Now when I wrote this summary of "Waiting For Gregory" you probably had a certain view of how the book might look. Perhaps you saw the family as living on a rural farm or in a suburban home of some sort. I'm sure author Kimberly Willis Holt had her own mental picture of the events she penned. Which makes me wonder what Holt thought when she saw Swiatkowska's elaborate, amazing illustrations. She probably didn't think of setting the whole thing in a kind of 1700s/white-powdered wig/circus performer/who knows what-all era. What Swiatkowska has done here is create a setting that may never have existed but that you wish desperately could have. It's a beautiful, stunning, overwhelming series of images. For example, when Iris asks her father when Gregory is coming and he gives that soon but not too soon but not too long answer, an elaborate graph appears over Iris's head calculating the radius of where "not too long" intersects with "soon", which in turn leads from "not too soon". The entire book, actually, is doing several things simultaneously. You have the characters acting out their parts as per Holt's words. Then you have visual diagrams and graphs that play out some of the crazy things they say. So when grandpa feeds Iris the unlikely stork tale, she in turn imagines a convoluted overweight stork brought in on an elaborate pulley system. When Iris in turn thinks of how she'd love to teach Gregory how to swim, we see the outlines of a small boy swimming with a well-detailed diving helmet of sorts underneath a buoyant weather balloon. And I don't want to forget to mention how Swiatkowska uses the book's gutters time and time again. Sometimes her pictures will span two pages, but often there will be two entirely separate pictures on two separate pages. When that happens, images fall into the gutters on purpose and never surface again on the facing page. It's a unique take on the picture book format and one that works especially well with this book.

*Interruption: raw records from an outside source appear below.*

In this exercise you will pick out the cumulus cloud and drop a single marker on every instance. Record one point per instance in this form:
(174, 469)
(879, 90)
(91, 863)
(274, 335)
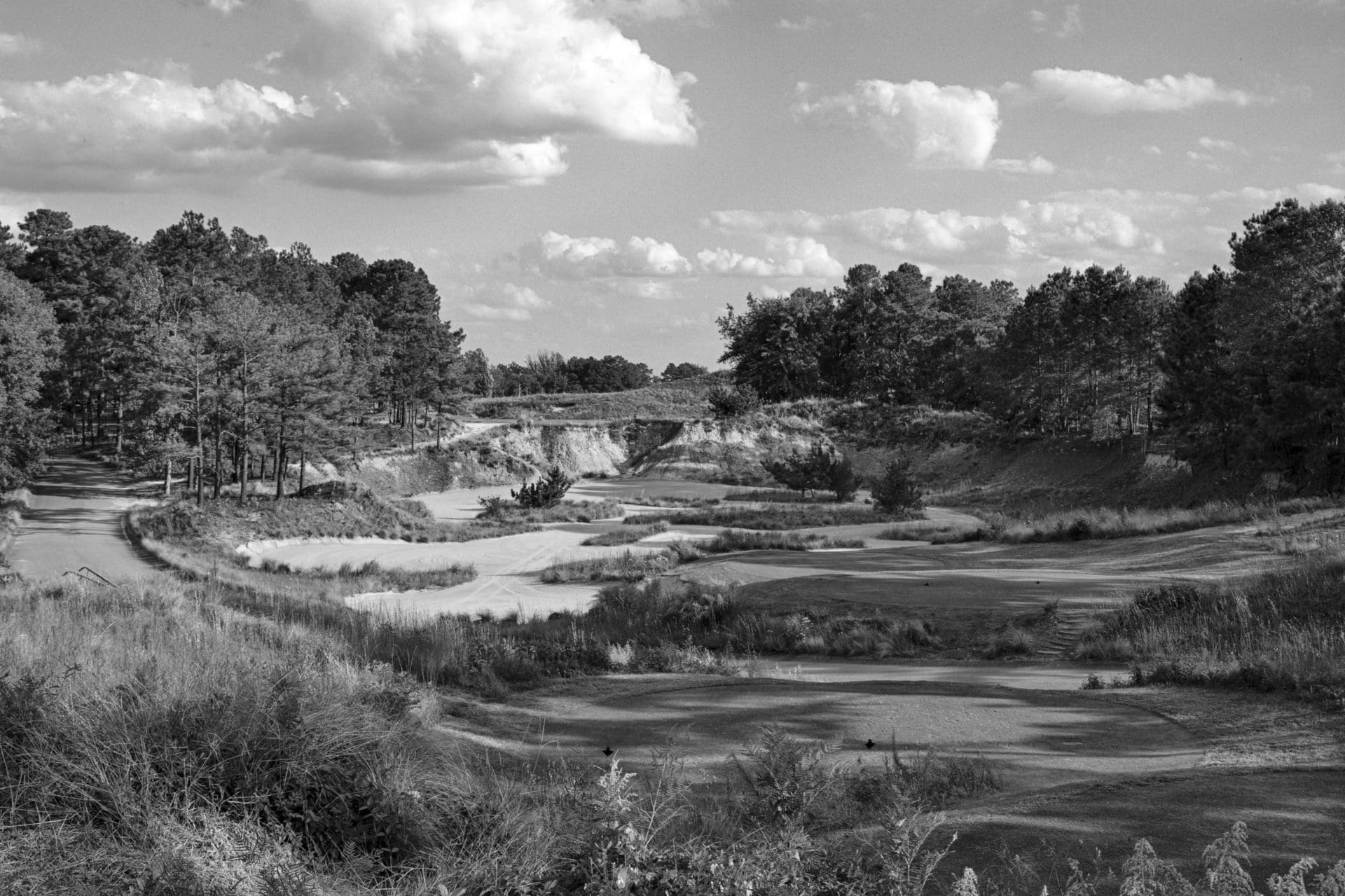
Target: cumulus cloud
(506, 303)
(790, 257)
(399, 96)
(1099, 93)
(939, 127)
(1036, 165)
(1308, 193)
(17, 45)
(557, 254)
(128, 130)
(1102, 223)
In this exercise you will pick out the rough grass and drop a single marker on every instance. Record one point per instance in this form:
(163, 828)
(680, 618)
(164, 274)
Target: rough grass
(628, 565)
(770, 518)
(1279, 631)
(626, 536)
(779, 497)
(732, 540)
(564, 511)
(223, 524)
(678, 400)
(374, 577)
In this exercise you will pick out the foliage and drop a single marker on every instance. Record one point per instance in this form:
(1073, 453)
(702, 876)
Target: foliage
(544, 492)
(27, 337)
(821, 467)
(733, 401)
(626, 536)
(1281, 631)
(895, 491)
(775, 518)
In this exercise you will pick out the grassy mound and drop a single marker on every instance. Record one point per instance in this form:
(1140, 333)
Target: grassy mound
(771, 518)
(626, 567)
(626, 536)
(1279, 631)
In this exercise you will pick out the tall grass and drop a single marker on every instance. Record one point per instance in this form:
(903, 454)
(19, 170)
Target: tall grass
(1283, 630)
(628, 565)
(733, 540)
(626, 536)
(770, 518)
(1103, 523)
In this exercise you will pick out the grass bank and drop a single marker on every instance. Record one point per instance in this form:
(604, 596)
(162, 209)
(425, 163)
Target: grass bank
(626, 536)
(1106, 523)
(770, 518)
(1282, 631)
(11, 517)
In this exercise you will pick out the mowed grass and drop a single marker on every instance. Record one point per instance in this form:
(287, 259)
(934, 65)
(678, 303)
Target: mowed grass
(628, 565)
(1281, 631)
(767, 518)
(1105, 523)
(626, 536)
(563, 511)
(225, 524)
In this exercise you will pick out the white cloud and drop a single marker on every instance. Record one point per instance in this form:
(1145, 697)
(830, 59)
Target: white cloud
(506, 303)
(1071, 22)
(557, 254)
(1108, 225)
(653, 10)
(791, 256)
(435, 71)
(1306, 193)
(1036, 165)
(401, 96)
(125, 130)
(939, 127)
(17, 45)
(1222, 146)
(1099, 93)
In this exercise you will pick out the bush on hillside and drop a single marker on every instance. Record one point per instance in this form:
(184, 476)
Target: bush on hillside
(544, 492)
(821, 467)
(729, 401)
(895, 491)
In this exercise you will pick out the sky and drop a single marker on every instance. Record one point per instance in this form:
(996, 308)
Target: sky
(605, 177)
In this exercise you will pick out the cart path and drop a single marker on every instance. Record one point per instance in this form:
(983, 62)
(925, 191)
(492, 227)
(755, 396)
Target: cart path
(76, 521)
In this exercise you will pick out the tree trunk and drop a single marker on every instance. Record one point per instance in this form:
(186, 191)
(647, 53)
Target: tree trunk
(242, 479)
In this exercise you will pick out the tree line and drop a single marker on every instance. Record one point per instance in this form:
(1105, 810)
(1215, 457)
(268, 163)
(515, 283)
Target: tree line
(205, 347)
(1243, 368)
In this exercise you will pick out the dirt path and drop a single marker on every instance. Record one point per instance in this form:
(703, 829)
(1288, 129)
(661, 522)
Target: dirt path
(76, 521)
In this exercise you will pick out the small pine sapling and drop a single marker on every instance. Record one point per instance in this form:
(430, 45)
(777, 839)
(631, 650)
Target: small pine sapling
(544, 492)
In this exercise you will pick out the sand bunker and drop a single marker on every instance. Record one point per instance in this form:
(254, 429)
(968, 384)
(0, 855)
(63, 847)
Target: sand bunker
(1035, 739)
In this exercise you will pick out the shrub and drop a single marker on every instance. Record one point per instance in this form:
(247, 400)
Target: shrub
(895, 491)
(544, 492)
(821, 467)
(728, 401)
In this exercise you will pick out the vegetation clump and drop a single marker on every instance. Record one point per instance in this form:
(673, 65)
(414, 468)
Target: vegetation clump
(770, 518)
(895, 490)
(544, 492)
(1281, 631)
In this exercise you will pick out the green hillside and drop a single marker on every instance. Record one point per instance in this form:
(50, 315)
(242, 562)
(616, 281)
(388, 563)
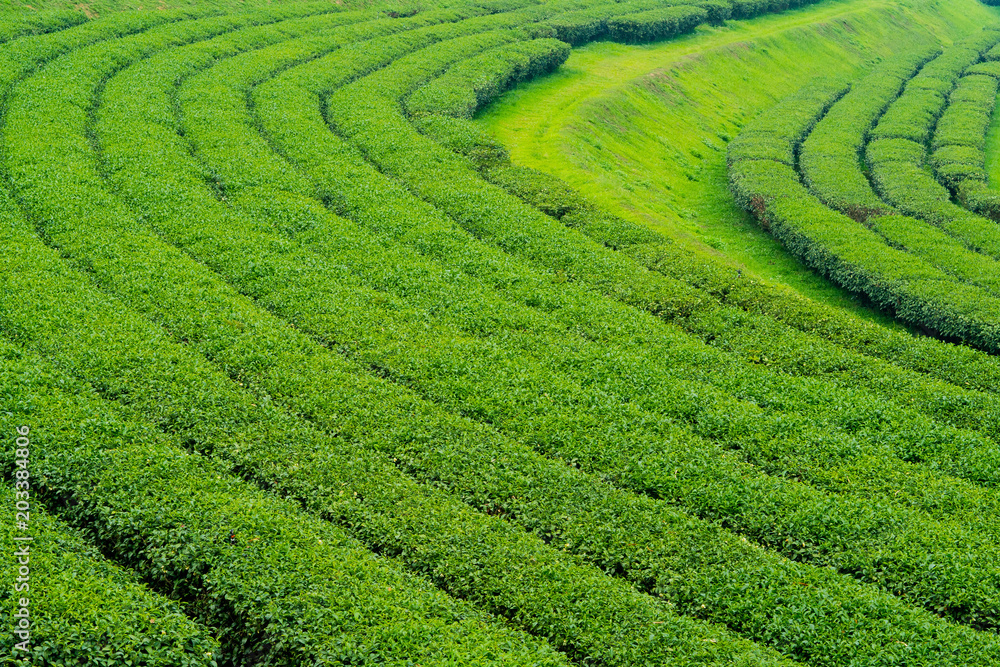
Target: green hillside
(500, 332)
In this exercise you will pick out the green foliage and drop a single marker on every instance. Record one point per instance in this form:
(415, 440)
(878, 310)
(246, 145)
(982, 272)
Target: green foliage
(283, 587)
(655, 24)
(839, 248)
(830, 155)
(475, 82)
(84, 610)
(499, 405)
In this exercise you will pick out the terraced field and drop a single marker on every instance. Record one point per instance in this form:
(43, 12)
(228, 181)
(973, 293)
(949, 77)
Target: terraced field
(304, 365)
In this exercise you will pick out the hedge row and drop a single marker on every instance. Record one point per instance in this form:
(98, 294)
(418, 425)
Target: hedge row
(959, 156)
(594, 615)
(971, 371)
(334, 381)
(257, 262)
(898, 153)
(15, 25)
(281, 587)
(381, 212)
(843, 250)
(651, 249)
(973, 192)
(938, 249)
(82, 610)
(655, 24)
(475, 82)
(830, 155)
(442, 345)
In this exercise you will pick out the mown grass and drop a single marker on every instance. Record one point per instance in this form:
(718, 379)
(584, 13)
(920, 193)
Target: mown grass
(993, 151)
(642, 129)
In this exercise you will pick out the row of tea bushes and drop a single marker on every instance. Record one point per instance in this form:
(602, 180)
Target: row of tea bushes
(81, 609)
(838, 247)
(830, 156)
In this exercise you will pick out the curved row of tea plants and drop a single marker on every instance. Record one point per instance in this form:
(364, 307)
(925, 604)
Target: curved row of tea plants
(445, 538)
(651, 250)
(959, 156)
(80, 608)
(339, 362)
(201, 215)
(900, 266)
(899, 146)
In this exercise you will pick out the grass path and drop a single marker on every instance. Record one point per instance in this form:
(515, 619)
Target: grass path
(642, 129)
(993, 150)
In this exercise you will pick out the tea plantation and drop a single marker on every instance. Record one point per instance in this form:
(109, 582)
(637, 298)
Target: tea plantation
(500, 332)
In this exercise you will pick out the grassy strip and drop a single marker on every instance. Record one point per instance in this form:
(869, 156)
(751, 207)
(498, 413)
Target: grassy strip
(284, 588)
(441, 163)
(593, 614)
(476, 81)
(214, 255)
(655, 24)
(831, 154)
(842, 249)
(898, 150)
(83, 610)
(959, 146)
(286, 300)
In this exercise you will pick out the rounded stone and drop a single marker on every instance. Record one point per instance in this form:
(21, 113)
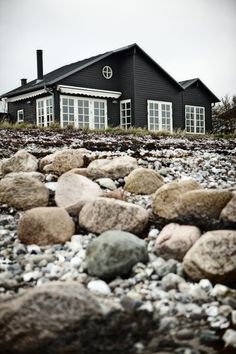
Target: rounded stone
(113, 168)
(175, 240)
(143, 181)
(203, 205)
(23, 192)
(166, 198)
(43, 226)
(104, 214)
(114, 253)
(213, 257)
(73, 191)
(22, 161)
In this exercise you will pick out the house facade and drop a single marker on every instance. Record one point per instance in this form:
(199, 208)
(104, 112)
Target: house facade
(124, 87)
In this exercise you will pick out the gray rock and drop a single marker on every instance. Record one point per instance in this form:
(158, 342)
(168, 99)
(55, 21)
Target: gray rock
(106, 183)
(114, 169)
(114, 253)
(166, 198)
(203, 205)
(213, 257)
(229, 211)
(74, 191)
(22, 161)
(43, 226)
(36, 319)
(23, 192)
(175, 240)
(143, 181)
(108, 214)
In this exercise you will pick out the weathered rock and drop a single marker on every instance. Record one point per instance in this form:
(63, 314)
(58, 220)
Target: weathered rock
(166, 198)
(114, 253)
(23, 192)
(229, 211)
(48, 316)
(79, 171)
(39, 176)
(143, 181)
(203, 205)
(63, 161)
(115, 168)
(116, 194)
(106, 183)
(175, 240)
(105, 214)
(44, 226)
(213, 257)
(22, 161)
(73, 191)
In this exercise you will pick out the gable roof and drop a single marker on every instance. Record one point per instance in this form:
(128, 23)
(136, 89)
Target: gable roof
(187, 83)
(67, 70)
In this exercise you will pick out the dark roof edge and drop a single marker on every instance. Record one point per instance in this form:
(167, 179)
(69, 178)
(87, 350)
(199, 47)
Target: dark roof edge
(102, 56)
(216, 99)
(165, 72)
(105, 55)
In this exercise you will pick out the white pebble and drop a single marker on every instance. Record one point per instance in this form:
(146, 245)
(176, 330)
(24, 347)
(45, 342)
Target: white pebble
(99, 287)
(153, 233)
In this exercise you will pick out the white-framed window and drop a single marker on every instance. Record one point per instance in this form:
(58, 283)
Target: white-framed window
(44, 109)
(68, 111)
(107, 72)
(159, 115)
(125, 114)
(195, 119)
(20, 115)
(83, 112)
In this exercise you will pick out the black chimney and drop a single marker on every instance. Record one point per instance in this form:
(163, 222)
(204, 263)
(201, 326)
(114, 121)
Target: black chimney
(23, 82)
(39, 64)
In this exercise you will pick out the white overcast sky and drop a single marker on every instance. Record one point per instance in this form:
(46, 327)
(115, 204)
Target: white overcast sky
(188, 38)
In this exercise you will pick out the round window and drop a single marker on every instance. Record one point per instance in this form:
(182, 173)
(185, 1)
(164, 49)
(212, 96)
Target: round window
(107, 72)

I don't want to spend all my time talking about Swiatkowska's art when a great deal of credit should be given to author Kimberly Willis Holt as well. You may be familiar with some of Holt's work for older children and teens. After all, she won the National Book Award for, "When Zachary Beaver Came To Town", and is also responsible for the well-received, "My Louisiana Sky". It's obvious that Holt carries with her a deft hand at capturing the voices of children of every age. In this book, Iris's anticipation is keenly felt. You even come to believe that she would actually have grown and changed enough by the end to await Gregory's further growth with a kind of child-like acceptance. No small feat in a book of only twenty-nine pages.

Actually, the book this reminded me of the most in some ways was the delightful, "Learning to Fly" by Sebastian Meschenmoser. Both books illustrate seemingly simple stories with beautifully penciled details, graphs, and oddities. They would not be poor companions together for one-on-one readalouds. Meschenmoser hails from Germany while Swiatowkska is one of the very few Polish illustrators to gain recognition in American publishing. And once again I'd like to reiterate how relieved I was with, "Waiting For Gregory". Kids reading the book will enjoy Holt's story and Iris's anticipation. They will also love the beautiful entrancing paintings Swiatkowska has painted for the story. After all, who wouldn't want to live in a world where rocking horses are the sizes of real horses and people get to wear pointy shoes? Countless picture books come out every year pertaining to new babies and their siblings. This one definitely separates itself from the pack.